If you have a mortgage, odds are your contract includes an acceleration clause. It basically means that if you break any terms of your loan, your lender can demand “accelerated” payment. In other words, rather than paying that money back over 15 or 30 years as planned, the whole amount is due immediately.
Sound stressful? Here’s what home buyers and owners should know about a mortgage acceleration clause, including what triggers it and how to keep this scary scenario from happening.
What to know about an acceleration clause
An acceleration clause is a part of the standard mortgage agreement used by Fannie Mae, a contract used in many residential mortgages, explains Adam Sherwin of the Sherwin Law Firm, in Somerville, MA. And even if your mortgage is not backed by Fannie Mae, most lenders have some form of an acceleration clause in place.
If you adhere to your mortgage contract by paying your monthly bill on time and otherwise, you will avoid ever triggering this acceleration clause. But if you violate any of your contract’s terms, watch out.
“If any terms of the loan agreement are not met, the mortgage note holder has the right to call the note,” explains Ralph DiBugnara, a vice president at Residential Home Funding.
Translation: It’s time to pay up!
What can trigger an acceleration clause?
The most common reason lenders accelerate a mortgage is because a borrower has failed to make monthly mortgage payments.
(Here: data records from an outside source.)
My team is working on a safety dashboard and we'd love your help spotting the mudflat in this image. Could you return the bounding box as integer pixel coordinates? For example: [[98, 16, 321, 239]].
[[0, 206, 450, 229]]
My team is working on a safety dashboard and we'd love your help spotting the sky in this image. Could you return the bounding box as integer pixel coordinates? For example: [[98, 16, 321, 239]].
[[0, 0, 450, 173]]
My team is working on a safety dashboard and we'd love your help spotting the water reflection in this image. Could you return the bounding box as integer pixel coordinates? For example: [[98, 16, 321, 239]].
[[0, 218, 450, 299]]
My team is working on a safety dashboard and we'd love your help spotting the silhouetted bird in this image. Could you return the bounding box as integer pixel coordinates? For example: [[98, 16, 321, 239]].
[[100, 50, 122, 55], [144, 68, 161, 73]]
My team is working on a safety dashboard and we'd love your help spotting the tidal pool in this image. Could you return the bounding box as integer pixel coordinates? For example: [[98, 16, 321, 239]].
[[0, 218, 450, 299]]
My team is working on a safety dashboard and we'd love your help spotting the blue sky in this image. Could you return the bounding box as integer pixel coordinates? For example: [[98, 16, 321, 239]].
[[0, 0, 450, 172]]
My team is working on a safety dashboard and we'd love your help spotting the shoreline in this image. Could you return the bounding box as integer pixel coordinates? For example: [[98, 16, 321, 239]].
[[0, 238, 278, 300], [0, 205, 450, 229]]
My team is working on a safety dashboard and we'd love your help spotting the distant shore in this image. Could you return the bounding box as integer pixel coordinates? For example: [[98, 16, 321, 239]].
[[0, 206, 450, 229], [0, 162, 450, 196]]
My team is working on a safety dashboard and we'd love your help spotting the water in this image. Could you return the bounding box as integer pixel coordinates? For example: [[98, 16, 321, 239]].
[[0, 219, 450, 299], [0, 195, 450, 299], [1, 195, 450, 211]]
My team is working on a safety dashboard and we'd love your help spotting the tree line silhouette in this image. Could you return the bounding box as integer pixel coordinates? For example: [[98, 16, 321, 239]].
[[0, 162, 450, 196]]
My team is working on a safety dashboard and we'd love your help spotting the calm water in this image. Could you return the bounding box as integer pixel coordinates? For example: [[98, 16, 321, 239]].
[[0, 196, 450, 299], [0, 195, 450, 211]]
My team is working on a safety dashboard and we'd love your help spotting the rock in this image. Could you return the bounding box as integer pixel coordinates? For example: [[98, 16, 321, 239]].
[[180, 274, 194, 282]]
But most mortgages also allow acceleration if another part of the contract is breached. Other common covenants that could trigger acceleration include the following:
Not having home insurance—or not keeping it current Not paying property taxes, or paying them late Failing to keep the home in livable condition Attempting to transfer the property without approval from the lenderEach mortgage contract is different, so make sure to read yours carefully to know what could trigger your acceleration clause.
The mortgage acceleration process
Generally a letter will arrive informing a borrower that the lender has triggered the acceleration clause. The letter will give the amount due, consisting of the balance of the loan, plus interest on any missed payments. This letter will also include the date by which you must pay up. Typically, that will be within 30 days of receiving the letter.
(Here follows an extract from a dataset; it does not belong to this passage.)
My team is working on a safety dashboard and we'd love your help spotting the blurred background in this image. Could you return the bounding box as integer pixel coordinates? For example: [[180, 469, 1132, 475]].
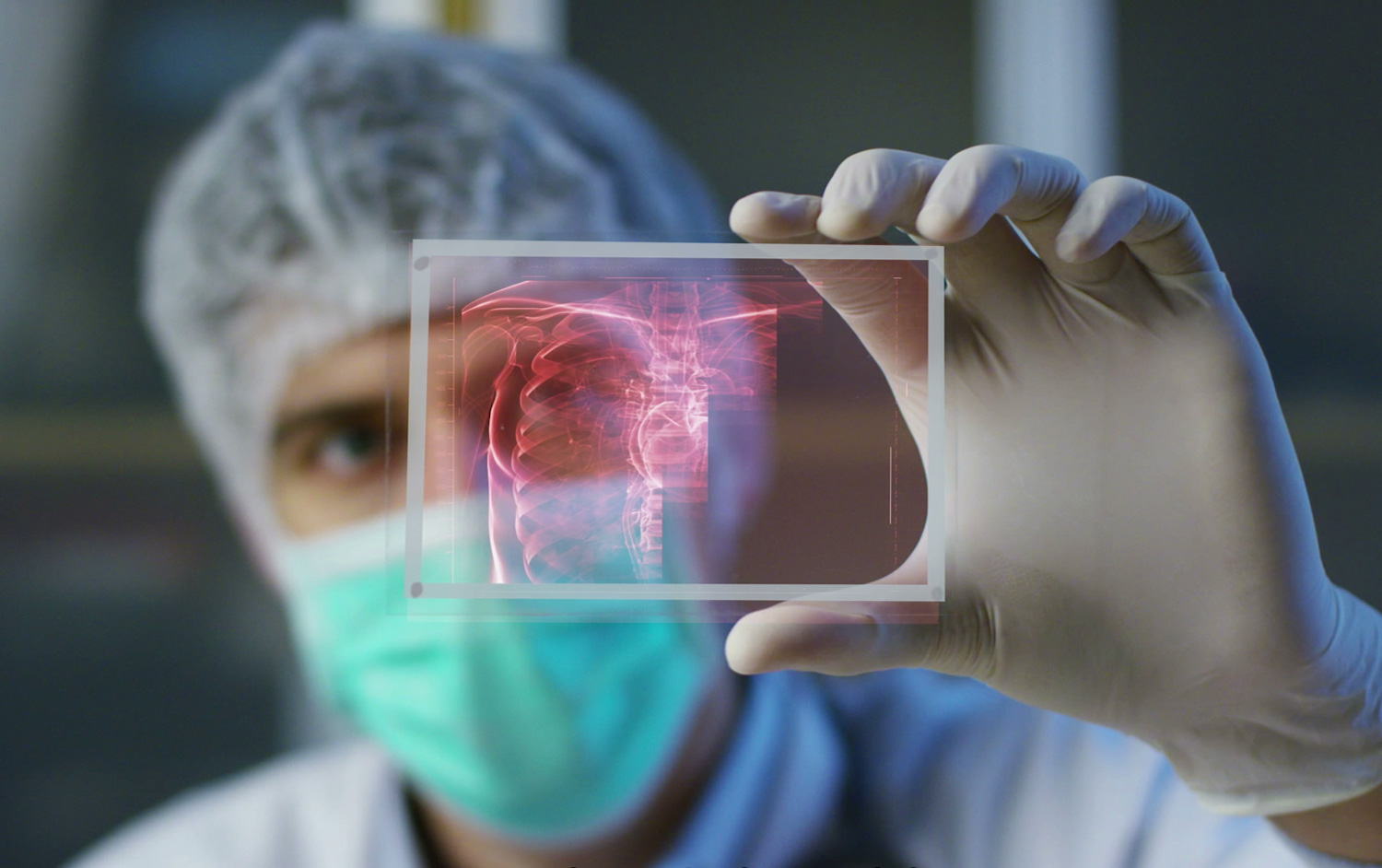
[[0, 0, 1382, 868]]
If you can’t pay, the lender will proceed to the next step: foreclosure, where the lender assumes ownership of your home in an attempt to recoup its costs.
A lender doesn’t have to accelerate your loan to foreclose on your home, explains Sherwin, but often it will. “It’s kind of a formality,” he explains. “It’s one last chance to pay before the foreclosure process begins.”
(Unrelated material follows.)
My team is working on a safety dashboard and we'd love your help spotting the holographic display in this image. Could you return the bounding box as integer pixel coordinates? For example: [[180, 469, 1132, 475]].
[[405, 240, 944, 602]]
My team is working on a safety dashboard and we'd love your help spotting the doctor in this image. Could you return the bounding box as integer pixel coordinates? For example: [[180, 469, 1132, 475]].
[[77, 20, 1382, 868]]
What can you do if your mortgage is accelerated?
“It’s important to note that even if your mortgage is accelerated, you can still avoid foreclosure,” says Sherwin. “It doesn’t mean that there’s no other option left.”
Usually, you can work with your lender to fix the problem and have your mortgage reinstated. That could mean paying the missed payments (with interest) or fixing whatever caused the lender to call the loan. Sometimes, your lender will also restructure your loan, called loan modification, making your payments smaller so that you can afford them.
“Each servicer has their own specific guidelines for modification,” says Sherwin, but they may extend your loan’s terms, reduce your interest rate, or come up with a delayed repayment schedule that works for both parties.